In warfare, what you have just done would be known as a pre-emptive strike. You knew this business with John McCain and his houses was just too juicy for me to pass up, so you figured you’d try to spin it to your advantage before I jumped on it like a frog on a June bug.

But come on, good buddy! You can’t be serious with that “1.4 houses for each year of torture” nonsense, can you?

Fact is, there are only two reasons for John McCain to forget how many houses he has, and whether it’s seven or maybe more.

One: He’s got so much money and so many houses, he really did forget the grand tally. Which means he’s more out of touch with average working stiffs like you and me than Michael “Let’s talk about endives” Dukakis.

Is the guy who has so many houses he can’t remember them all the guy that’s going to look out for us in Washington, or is it the guy who worked hard for one house, even if it is a $1.5 million “mansion” in Hyde Park?

Two: He can’t remember because he’s got the first symptoms of Alzheimer’s.

Although your hero Ronald Reagan wasn’t officially diagnosed with that disease until 1994, and his physician denied he exhibited symptoms while he was president, there were lots of troubling little incidents when he held the Oval Office, like the time he repeatedly referred to Vice President Bush as “Prime Minister Bush.” Ronald Reagan, at that point the oldest president ever, was 70 when he took office in 1981.

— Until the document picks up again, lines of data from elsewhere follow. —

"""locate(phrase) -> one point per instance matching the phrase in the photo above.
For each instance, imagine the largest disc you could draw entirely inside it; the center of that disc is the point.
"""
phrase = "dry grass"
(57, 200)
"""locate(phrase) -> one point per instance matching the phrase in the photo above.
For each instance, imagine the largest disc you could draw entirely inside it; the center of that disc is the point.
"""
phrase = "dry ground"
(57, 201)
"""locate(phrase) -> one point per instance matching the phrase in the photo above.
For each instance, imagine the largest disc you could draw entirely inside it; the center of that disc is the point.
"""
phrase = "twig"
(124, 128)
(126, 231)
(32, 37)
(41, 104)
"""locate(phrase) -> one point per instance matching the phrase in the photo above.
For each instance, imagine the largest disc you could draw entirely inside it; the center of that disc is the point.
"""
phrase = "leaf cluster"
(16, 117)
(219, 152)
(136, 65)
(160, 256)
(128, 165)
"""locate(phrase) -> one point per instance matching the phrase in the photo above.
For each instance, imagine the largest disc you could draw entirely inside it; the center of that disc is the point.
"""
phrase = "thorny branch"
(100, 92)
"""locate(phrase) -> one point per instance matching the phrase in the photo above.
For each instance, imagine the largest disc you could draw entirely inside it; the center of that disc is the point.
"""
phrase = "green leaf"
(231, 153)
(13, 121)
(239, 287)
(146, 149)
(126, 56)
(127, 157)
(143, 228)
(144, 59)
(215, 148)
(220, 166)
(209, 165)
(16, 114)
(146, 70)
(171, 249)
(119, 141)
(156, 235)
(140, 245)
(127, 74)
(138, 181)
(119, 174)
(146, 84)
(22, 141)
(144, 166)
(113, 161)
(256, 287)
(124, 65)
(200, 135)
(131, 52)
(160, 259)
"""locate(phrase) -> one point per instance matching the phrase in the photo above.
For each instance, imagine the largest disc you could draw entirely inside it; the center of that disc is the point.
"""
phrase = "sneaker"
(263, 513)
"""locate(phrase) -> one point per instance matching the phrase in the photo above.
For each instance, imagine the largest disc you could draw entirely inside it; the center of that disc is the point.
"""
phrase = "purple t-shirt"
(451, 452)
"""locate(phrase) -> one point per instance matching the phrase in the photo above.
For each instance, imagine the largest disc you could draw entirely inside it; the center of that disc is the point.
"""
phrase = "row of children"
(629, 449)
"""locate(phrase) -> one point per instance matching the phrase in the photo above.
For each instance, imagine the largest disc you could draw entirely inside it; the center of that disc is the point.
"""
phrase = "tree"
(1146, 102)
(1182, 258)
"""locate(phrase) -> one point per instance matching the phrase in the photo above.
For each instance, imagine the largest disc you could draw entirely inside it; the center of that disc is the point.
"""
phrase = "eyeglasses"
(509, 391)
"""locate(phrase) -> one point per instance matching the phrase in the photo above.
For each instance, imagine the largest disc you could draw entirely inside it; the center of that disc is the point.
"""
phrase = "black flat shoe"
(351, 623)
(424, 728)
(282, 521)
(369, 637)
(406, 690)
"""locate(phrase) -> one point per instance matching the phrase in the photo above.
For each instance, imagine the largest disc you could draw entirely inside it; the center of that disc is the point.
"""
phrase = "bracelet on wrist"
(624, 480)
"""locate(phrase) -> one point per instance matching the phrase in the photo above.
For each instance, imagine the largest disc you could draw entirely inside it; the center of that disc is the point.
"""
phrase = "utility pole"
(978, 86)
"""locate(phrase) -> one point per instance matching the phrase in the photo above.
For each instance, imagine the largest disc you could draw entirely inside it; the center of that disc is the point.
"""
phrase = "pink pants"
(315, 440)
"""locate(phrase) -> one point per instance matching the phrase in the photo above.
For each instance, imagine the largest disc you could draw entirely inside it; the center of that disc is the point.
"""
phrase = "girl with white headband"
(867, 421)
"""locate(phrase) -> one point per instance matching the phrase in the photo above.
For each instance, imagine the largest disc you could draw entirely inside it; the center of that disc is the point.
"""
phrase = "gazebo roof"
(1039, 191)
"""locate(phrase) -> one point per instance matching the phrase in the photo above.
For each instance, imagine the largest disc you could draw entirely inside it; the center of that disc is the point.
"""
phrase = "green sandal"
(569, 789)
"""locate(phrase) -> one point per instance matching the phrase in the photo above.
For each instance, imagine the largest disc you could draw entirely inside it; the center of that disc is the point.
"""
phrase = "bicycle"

Your pal, John McCain, will be 72 this August, which would make him 76 at the end of his first term, 80 at the end of a second. Not that I want to be accused of ageism, but I’m not sure I want a 72-yearold guy who can’t remember how many houses he has, or where they are, with his finger on the Big Red Button.

Forgetting how many houses you have seems like a more serious warning sign than forgetting whether George Bush the elder is vice president or prime minister.

And if you want another sign that John’s a little out of it, how about his recent speech at the big annual motorcycle rally in Sturgis, S.D.? In that speech you’ll remember (but you haven’t talked about), he suggested his wife ought to be considered for the title of Miss Buffalo Chip.

Now, that would be fine if Miss Buffalo Chip was some kind of all-American beauty pageant, but it isn’t. Although it’s much tamer these days, the pageant has its roots in a time when the winner was selected, in part, because of her ability to do certain things with her anatomy and inanimate objects that you sure can’t illuminate in a family newspaper.

During the speech, his wife was smiling away like her hubby was oh-so-clever, but you have to figure she gave him the dickens later in the day. “I bought you seven or more houses, and my reward is your nomination for Miss Buffalo Chip?” she probably said. “You’d better forget which house you’re comin’ home to tonight, sweetheart, because if you come walking into mine, I’m gonna introduce you to my good friends Smith and Wesson.”

At least that’s what our wives would say, in the same situation.